Burdea careful lays the groundwork for his survey of force feedback
(resistive impulses, FFB) and tactile feedback (sensations of
texture, temperature, etc., TFB) devices and concepts by providing a
thorough background in human proprioception. He shares with the
reader the fruits of his research: how the various receptors in the
skin, muscles, bones and joints interact, how the nervous system
perceives and conveys haptic data, reaction times and bandwidths of
human response, and much more. He describes studies on the resolution
of feeling, the average strength of various parts of the body, and
time to fatigue. All in all, one is left with the impression that
Burdea is a man with a good feel for the subject.


Interestingly, reading this book made me all the more pessimistic
regarding our likelihood of ever having good FFB devices for general
use. The problem is manifold. As Burdea points out, the range of
forces that human beings are capable of feeling and reacting to is
great. It spans several orders of magnitude, from the gentle caress of
a lover brushing away a strand of hair, to the rough effort required
to push a recalcitrant automobile. Designing one device, even a hybrid
device, to duplicate this range of force is a daunting concept.
Furthermore, FFB devices must be grounded. That is, they must have
something to push against. A portable FFB device would necessarily be
of limited scope.

The outlook for TFB devices is much better. Because these devices are
not resistive in nature, they can (indeed, should be) small and
portable. A glove with an inner surface made of nano-mechanical
effectors is conceivable, and could possibly provide realistic
sensations of friction, slippage, texture, and other sensations.
However, the likelihood of such a device being built in the next few
years is slim. 

Lacking any ideal solution, many experimenters and manufacturers,
Burdea among them, have developed limited force and tactile feedback
devices. Many such devices, such as the (CJ-winning) Phantom, and the
Impulse Engine, are commercially available and are finding acceptance
in specialty applications. Most people in the VR business are
familiar with the GROPE experiment carried out at UNC chapel Hill, in
which a large FFB arm, designed for working with radioactive
materiel, has been used to evaluate the value of FFB in molecular
docking research.

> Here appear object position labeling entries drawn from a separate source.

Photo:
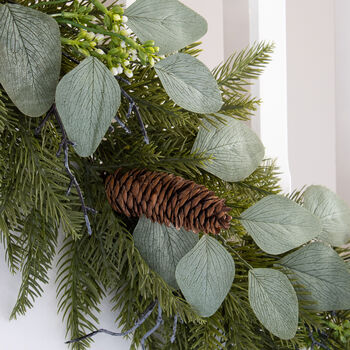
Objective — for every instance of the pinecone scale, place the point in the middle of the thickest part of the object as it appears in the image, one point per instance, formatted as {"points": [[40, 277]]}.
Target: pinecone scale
{"points": [[167, 199]]}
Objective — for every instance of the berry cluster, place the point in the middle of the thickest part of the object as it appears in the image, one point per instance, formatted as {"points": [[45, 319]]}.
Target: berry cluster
{"points": [[107, 37]]}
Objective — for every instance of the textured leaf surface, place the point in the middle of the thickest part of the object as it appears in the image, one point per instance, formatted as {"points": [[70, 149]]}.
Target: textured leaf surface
{"points": [[30, 58], [169, 23], [277, 224], [320, 270], [236, 149], [205, 275], [87, 99], [333, 212], [189, 83], [163, 247], [274, 302]]}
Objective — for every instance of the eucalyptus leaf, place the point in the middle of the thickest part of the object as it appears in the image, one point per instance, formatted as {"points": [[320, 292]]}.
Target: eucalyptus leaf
{"points": [[189, 83], [274, 301], [205, 275], [277, 224], [325, 277], [236, 150], [30, 58], [163, 247], [333, 212], [87, 99], [171, 24]]}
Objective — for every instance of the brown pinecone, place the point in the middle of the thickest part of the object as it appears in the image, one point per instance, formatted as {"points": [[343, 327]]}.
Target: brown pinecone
{"points": [[166, 198]]}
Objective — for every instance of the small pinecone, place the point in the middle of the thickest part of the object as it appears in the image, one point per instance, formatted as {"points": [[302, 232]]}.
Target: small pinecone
{"points": [[166, 198]]}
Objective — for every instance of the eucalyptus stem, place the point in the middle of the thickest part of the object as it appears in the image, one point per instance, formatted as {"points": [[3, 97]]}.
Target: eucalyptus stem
{"points": [[137, 324], [315, 342], [133, 107], [64, 145], [151, 331], [227, 246], [173, 336], [94, 30]]}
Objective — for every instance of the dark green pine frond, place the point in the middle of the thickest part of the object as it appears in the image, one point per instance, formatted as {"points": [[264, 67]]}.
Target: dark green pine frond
{"points": [[137, 287], [238, 71], [210, 335], [33, 176], [38, 239], [236, 74], [78, 291]]}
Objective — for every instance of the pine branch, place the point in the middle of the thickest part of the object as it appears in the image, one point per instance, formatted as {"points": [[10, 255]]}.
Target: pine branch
{"points": [[78, 291], [137, 324], [64, 145], [39, 239], [240, 68]]}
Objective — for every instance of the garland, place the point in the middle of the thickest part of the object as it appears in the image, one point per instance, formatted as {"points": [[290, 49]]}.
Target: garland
{"points": [[171, 208]]}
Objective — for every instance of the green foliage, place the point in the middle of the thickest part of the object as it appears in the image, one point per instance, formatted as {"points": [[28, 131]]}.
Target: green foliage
{"points": [[87, 99], [38, 242], [236, 150], [163, 247], [189, 83], [160, 21], [30, 59], [33, 204], [205, 275]]}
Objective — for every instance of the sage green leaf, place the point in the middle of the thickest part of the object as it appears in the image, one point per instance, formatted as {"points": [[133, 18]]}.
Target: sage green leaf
{"points": [[87, 100], [325, 277], [163, 247], [189, 83], [30, 58], [277, 224], [236, 150], [333, 212], [274, 301], [171, 24], [205, 275]]}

Medical simulation is an important use of FFB, and
gamers are starting to see low-cost devices built into joysticks and
other controllers. All of this, and a great deal more, is carefully
covered in this book.

Were I giving a course in haptic simulation, this would be my text of
choice. I recommend it without reservation to anyone considering
adding haptic feedback to a simulation. If you haven't covered this
material, you would need  a lot of time to catch up. Luckily, Burdea
has done it for us. 

Force and Touch Feedback for Virtual Reality, by Grigore Burdea.
Published by John Wiley & Sons, New York, NY, USA. ISBN:
0-471-02141-5, hard cover, illustrated, indexed, us$54.95.